Adrian diam dan berusaha untuk duduk. Tidak membalas ucapan Dimas karena itu memang benar. Ibu jarinya mengusap sudut bibir yang mengeluarkan darah. "Gue emang nggak bisa jagain Kiara sekarang. Lo liat gue, bahkan jaga diri sendiri aja gue nggak bisa."
"Sialan!" maki Dimas sambil menendang benda di dekatnya. "Harusnya dari awal gue ngelarang dia buat deket sama lo."

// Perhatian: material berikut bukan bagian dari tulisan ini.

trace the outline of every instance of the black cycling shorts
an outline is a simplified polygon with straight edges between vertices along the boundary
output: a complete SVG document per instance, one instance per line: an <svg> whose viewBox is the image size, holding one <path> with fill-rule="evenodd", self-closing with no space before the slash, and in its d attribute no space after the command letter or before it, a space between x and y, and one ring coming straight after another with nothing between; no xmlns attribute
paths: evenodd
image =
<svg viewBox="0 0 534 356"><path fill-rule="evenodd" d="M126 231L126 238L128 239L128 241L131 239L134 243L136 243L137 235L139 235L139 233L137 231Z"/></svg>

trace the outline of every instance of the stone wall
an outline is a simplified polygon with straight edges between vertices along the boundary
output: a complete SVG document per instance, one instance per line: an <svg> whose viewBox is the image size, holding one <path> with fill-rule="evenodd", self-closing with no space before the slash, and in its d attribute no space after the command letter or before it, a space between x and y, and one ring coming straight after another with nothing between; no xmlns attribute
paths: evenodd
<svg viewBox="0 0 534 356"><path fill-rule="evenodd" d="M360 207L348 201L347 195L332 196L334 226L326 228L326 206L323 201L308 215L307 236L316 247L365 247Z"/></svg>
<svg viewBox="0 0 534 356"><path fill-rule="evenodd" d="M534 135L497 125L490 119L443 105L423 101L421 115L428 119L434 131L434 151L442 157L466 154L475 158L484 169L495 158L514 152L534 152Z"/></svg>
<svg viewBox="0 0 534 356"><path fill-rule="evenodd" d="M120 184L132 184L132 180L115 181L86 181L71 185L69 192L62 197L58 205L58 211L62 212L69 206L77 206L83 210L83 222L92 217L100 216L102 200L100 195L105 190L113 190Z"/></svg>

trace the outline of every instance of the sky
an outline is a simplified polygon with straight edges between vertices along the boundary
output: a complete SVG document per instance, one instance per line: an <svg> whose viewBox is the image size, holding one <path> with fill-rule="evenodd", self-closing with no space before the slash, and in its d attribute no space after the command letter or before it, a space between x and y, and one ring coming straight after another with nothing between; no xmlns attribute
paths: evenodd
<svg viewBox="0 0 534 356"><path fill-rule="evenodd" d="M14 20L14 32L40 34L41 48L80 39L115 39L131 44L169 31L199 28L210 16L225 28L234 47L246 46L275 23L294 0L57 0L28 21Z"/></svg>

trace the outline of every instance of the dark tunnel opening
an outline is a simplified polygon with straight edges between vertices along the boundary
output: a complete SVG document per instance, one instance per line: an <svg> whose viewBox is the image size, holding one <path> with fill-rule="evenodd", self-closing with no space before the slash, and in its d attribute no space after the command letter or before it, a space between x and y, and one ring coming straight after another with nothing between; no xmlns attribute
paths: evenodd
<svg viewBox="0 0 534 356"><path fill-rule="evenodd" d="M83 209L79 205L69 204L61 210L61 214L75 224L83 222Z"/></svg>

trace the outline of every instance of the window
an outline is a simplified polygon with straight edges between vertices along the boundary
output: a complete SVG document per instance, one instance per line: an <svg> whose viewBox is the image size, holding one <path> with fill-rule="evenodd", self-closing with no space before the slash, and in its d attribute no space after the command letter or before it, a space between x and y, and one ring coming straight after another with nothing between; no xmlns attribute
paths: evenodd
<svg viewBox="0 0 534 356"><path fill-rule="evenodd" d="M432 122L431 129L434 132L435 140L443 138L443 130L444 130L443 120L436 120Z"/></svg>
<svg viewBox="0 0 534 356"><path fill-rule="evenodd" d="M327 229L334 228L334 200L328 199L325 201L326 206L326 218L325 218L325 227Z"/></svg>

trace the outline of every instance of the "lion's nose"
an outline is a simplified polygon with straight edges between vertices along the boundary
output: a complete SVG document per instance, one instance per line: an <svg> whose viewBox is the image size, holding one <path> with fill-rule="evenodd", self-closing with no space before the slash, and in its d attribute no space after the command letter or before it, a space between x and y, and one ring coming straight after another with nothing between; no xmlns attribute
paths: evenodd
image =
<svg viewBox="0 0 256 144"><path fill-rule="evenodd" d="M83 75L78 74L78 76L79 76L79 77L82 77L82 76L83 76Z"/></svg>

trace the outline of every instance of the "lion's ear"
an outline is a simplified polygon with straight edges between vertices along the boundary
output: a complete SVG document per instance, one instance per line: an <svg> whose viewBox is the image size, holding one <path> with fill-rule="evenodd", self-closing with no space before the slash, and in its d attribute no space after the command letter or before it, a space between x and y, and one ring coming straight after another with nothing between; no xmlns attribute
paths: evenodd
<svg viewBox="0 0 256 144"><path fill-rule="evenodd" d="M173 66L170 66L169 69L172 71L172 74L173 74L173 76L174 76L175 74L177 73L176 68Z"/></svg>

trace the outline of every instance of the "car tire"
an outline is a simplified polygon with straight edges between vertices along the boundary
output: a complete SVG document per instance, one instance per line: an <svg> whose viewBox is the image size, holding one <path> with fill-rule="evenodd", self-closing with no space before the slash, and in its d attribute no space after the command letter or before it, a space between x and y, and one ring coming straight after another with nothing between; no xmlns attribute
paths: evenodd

Adrian menghela nafas panjang dan berdiri perlahan. "Gue titip Kiara."
Dimas melirik kesal.
"Tolong jagain dia, jangan buat dia nangis, cuma lo yang gue percaya," tambah Adrian. "Tolong jagain Kiara buat gue."
Dimas tersenyum sinis. "Nggak usah lo suruh gue juga bakal jagain dia." Dia berbalik untuk pergi tapi teringat satu hal lagi yang belum dia sampaikan. "Jangan bikin Kia panik, gue nggak suka liat dia sedih. Apalagi gara-gara lo." Setelah itu dia pergi kembali ke kelasnya. Cuma itu yang ingin dia sampaikan.
Adrian menghela nafas lega. Setidaknya Kiara sudah bersama orang yang tepat. Dia bisa lega. Senyumnya mengambang sedih dan berjalan keluar dari sekolah ini. Sambil berjalan, dia memperhatikan tiap sudut sekolah ini.
Tempat yang menyimpan banyak kenangan. Saat dia bermain dengan teman-temannya. Tertawa sambil main bola di lapangan. Nongkrong di kantin padahal jam pelajaran. Atau bahkan bolos lewat pagar belakang yang lumayan tinggi jadi agak susah sampai celananya waktu itu bolong lumayan besar jadi kemana-mana harus pakai sarung mushola sekolah. Tawa getirnya muncul. Sekarang semua itu hilang. Semua menjadi pahit hanya dalam waktu sekejap. Kenangan dengan teman-temannya, dengan Kiara.
Di depan, ibunya sudah menunggu dalam mobil. Adrian duduk di sampingnya dan menutup pintu mobil. Keadaan di dalam mobil hening. Supir sudah menjalankan mobilnya keluar area sekolah.
"Kamu bisa protes langsung sama Mama atau Papa, kenapa kamu harus protes dengan cara membunuh dirimu sendiri," gumam ibunya sambil menatap jendela. Jari lentiknya menghapus airmata yang menetes.
Adrian menahan diri untuk tidak menangis. "Maaf."